China strebt Kontrolle über Wertschöpfungs- und Lieferketten an

Nach Xi Jinpings Worten will China seinen Markt "zum Weltmarkt" machen, da es sich auf ein neues Wirtschaftsmodell zubewegen will. Damit spielt er offenbar auf die Strategie der "Dual Circulation" an. Wie viel Sinn macht dieser wirtschaftspolitische Kurs überhaupt?

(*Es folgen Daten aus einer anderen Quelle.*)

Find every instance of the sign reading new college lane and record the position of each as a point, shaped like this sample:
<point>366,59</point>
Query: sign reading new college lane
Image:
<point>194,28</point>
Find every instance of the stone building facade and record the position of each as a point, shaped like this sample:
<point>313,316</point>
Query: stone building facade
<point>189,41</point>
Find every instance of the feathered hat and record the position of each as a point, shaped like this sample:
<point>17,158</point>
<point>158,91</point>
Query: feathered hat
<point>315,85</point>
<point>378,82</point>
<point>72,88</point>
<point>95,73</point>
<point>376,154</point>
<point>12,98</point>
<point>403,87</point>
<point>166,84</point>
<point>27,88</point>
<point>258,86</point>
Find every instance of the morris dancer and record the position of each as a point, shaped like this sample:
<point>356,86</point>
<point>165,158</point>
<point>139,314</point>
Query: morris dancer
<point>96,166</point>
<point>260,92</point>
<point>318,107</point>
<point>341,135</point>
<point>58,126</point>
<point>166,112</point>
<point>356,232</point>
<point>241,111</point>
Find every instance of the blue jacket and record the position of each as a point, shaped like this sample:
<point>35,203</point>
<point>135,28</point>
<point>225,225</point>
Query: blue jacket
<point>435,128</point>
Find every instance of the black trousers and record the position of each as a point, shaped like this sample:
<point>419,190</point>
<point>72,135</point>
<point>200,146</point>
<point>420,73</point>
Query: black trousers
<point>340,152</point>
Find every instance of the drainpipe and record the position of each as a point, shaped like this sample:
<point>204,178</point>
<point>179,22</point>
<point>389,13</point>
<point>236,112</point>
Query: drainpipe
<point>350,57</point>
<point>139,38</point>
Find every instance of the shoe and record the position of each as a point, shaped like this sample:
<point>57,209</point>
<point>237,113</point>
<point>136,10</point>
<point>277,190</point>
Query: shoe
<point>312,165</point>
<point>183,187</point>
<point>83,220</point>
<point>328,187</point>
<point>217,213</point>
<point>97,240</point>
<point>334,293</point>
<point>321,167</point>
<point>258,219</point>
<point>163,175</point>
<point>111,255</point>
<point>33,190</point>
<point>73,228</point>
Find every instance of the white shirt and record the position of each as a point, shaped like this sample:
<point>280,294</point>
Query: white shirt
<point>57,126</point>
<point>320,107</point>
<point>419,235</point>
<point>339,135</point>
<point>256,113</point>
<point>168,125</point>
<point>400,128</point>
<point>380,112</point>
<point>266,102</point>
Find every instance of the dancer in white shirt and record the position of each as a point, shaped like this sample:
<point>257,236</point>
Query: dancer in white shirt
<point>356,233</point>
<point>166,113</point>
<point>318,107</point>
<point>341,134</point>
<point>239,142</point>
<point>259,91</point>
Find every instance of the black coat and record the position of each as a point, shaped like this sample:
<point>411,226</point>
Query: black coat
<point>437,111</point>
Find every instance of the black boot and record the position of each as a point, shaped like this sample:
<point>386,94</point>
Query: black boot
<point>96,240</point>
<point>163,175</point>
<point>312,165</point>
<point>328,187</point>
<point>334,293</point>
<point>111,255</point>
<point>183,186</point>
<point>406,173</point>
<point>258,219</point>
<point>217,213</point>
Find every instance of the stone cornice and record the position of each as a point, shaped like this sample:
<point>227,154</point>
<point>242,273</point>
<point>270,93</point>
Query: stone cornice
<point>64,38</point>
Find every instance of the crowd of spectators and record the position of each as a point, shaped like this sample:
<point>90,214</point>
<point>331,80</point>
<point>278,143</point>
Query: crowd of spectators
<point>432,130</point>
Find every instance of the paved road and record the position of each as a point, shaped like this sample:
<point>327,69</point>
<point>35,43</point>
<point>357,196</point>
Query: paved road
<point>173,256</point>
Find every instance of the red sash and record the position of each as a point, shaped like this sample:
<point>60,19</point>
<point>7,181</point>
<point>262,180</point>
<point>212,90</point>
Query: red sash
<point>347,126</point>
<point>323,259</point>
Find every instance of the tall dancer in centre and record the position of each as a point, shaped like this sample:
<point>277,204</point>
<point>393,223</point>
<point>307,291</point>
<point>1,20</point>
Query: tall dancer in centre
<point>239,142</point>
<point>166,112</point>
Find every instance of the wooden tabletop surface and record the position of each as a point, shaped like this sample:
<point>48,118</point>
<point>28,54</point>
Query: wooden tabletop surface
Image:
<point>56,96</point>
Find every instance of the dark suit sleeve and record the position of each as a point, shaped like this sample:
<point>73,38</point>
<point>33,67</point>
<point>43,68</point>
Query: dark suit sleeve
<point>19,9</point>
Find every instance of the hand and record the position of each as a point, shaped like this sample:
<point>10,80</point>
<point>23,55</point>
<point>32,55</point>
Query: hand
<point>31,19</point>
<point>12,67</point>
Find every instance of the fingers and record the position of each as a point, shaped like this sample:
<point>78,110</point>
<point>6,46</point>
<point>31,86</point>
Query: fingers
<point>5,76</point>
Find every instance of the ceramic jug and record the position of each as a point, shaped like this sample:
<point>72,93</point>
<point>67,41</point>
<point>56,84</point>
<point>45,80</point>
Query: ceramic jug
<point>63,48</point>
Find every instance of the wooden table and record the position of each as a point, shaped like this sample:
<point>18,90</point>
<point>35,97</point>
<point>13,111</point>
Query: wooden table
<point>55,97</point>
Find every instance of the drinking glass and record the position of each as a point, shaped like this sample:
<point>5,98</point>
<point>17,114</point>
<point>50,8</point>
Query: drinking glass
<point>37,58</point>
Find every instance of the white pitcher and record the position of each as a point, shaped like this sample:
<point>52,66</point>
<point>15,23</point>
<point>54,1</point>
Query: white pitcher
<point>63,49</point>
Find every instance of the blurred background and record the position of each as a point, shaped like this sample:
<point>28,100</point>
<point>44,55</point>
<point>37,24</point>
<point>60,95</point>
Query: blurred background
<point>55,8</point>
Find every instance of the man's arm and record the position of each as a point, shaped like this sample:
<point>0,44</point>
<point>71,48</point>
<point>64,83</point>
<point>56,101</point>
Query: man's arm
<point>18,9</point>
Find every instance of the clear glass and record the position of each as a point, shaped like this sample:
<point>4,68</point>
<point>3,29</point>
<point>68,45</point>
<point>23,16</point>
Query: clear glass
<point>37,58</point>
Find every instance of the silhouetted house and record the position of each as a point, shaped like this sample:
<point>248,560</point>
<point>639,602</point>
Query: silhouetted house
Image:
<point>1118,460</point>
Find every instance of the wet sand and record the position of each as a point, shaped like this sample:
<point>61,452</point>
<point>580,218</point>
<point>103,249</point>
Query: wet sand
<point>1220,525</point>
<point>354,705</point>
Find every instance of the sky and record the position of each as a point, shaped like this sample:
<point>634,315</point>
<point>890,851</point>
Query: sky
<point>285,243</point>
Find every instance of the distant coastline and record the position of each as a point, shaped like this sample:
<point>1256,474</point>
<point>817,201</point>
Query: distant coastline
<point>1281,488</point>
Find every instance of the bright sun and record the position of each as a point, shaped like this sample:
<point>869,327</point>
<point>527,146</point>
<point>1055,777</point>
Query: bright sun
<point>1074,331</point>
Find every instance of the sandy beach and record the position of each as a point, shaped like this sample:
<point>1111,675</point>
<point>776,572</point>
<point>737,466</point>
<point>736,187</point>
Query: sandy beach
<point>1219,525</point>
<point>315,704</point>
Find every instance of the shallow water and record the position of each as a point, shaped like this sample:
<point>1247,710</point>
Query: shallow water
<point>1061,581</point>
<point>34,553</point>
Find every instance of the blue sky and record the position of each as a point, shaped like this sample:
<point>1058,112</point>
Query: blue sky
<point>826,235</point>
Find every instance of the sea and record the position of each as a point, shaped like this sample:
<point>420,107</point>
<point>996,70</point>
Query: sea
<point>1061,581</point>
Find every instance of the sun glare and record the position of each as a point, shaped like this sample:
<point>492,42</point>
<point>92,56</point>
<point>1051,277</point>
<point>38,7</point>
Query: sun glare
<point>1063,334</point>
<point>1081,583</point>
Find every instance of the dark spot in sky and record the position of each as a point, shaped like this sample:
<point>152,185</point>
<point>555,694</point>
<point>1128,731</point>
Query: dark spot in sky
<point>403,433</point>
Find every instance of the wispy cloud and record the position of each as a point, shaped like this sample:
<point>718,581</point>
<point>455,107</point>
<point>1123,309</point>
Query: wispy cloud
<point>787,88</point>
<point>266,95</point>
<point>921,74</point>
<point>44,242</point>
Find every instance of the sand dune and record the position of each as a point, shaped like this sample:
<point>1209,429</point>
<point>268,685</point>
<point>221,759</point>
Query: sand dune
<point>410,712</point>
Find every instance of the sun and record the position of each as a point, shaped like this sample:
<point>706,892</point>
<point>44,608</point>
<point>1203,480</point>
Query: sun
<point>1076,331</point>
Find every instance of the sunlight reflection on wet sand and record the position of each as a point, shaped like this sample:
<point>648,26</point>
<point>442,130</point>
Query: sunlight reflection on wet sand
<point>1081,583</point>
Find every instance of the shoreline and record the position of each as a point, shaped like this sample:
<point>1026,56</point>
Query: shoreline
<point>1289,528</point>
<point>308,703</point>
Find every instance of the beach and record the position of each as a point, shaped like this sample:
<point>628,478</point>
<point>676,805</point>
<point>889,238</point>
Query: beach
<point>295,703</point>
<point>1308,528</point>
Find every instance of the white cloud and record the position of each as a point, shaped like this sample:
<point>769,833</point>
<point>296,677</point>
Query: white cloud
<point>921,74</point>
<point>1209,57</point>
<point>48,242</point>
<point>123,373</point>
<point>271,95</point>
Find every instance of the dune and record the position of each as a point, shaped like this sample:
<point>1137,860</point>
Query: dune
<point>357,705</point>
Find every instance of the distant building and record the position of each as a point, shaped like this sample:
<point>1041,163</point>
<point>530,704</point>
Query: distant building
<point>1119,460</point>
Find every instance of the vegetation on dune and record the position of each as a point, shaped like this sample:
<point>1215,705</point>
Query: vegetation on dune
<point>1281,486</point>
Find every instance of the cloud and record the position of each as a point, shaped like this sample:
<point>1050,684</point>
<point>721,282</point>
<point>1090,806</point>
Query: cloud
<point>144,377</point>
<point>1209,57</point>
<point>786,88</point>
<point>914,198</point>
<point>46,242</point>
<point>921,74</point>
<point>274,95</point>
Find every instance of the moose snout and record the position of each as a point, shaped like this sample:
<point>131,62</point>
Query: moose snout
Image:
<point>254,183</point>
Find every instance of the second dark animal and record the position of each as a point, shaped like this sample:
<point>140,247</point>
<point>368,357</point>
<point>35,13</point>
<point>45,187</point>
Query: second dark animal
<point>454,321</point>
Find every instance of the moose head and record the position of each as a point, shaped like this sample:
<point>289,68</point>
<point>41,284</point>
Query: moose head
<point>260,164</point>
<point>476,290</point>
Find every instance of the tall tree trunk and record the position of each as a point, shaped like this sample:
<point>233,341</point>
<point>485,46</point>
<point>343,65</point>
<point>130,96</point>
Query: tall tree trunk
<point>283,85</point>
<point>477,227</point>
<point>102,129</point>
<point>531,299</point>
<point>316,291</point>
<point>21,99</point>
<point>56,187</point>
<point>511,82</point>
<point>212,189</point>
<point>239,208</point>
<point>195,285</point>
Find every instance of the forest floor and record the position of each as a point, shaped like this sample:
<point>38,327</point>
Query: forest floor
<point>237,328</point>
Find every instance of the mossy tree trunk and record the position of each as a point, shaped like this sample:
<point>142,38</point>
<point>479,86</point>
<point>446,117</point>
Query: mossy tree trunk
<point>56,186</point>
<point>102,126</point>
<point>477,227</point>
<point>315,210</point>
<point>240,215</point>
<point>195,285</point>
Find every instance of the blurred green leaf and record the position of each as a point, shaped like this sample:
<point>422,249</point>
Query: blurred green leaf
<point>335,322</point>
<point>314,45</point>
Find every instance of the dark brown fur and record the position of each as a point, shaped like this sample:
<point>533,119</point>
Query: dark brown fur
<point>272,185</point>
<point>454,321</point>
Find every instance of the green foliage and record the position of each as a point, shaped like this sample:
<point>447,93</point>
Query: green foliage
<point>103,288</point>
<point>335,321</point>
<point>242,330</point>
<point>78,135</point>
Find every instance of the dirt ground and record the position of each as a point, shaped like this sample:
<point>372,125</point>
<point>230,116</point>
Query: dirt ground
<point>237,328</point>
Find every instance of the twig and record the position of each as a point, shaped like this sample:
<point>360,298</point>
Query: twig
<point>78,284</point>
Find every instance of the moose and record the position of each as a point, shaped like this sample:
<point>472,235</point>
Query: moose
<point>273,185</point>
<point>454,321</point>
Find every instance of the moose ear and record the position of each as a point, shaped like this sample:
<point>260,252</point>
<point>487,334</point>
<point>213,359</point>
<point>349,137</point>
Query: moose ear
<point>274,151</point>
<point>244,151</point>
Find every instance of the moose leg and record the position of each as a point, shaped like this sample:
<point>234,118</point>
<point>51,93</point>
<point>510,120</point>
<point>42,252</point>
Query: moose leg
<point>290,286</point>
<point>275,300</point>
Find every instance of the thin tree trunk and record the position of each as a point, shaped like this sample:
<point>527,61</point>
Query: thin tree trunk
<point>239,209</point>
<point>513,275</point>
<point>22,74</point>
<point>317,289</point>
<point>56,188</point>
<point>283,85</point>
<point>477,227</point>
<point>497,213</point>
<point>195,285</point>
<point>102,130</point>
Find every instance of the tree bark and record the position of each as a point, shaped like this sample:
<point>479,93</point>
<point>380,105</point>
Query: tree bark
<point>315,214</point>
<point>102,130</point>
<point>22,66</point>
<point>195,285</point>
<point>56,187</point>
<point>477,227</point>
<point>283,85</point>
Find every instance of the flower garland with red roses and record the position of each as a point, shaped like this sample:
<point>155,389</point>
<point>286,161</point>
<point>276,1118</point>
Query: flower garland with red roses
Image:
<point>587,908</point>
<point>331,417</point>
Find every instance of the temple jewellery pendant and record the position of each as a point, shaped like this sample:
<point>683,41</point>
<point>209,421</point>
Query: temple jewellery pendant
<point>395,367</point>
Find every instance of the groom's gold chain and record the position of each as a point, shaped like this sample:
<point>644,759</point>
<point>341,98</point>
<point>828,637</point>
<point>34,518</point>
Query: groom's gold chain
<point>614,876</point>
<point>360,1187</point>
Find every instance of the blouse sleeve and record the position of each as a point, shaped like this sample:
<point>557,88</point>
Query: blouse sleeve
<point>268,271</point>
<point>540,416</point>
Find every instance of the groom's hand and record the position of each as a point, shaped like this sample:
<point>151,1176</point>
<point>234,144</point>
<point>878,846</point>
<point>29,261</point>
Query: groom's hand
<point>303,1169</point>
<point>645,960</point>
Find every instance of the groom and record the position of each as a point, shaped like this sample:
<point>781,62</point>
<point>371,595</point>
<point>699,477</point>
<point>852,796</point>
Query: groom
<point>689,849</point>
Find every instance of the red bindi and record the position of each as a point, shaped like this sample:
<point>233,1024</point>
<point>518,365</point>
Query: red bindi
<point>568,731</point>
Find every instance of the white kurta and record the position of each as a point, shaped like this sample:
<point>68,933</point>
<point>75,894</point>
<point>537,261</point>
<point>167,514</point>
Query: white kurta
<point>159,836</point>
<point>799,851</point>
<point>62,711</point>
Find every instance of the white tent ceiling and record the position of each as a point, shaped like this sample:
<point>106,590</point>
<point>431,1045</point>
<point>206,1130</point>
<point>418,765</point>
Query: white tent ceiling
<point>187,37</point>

Bei der Strategie gibt es noch viele offene Fragen. Als Reaktion auf ein sich verändertes internationales Umfeld macht die Anpassung durchaus Sinn. Aus meiner Sicht versucht China, sich die Globalisierung ins Land zu holen. Damit soll etwa Lieferkettensicherheit, vor allem im High Tech-Bereich, gewährleistet werden. Das Absorbieren von Wertschöpfungsketten ist dabei ein wichtiges Ziel.

Max Zenglein ist Chefökonom des Mercator Institute for China Studies (MERICS) in Berlin. Seine Forschungsschwerpunkte sind Chinas makroökonomische Wirtschaftsentwicklung, Handelsbeziehungen und Industriepolitik

Das Interview führte Thomas Kohlmann. Es wurde am 6.11.2020 veröffentlicht und am 19.11. aktualisiert.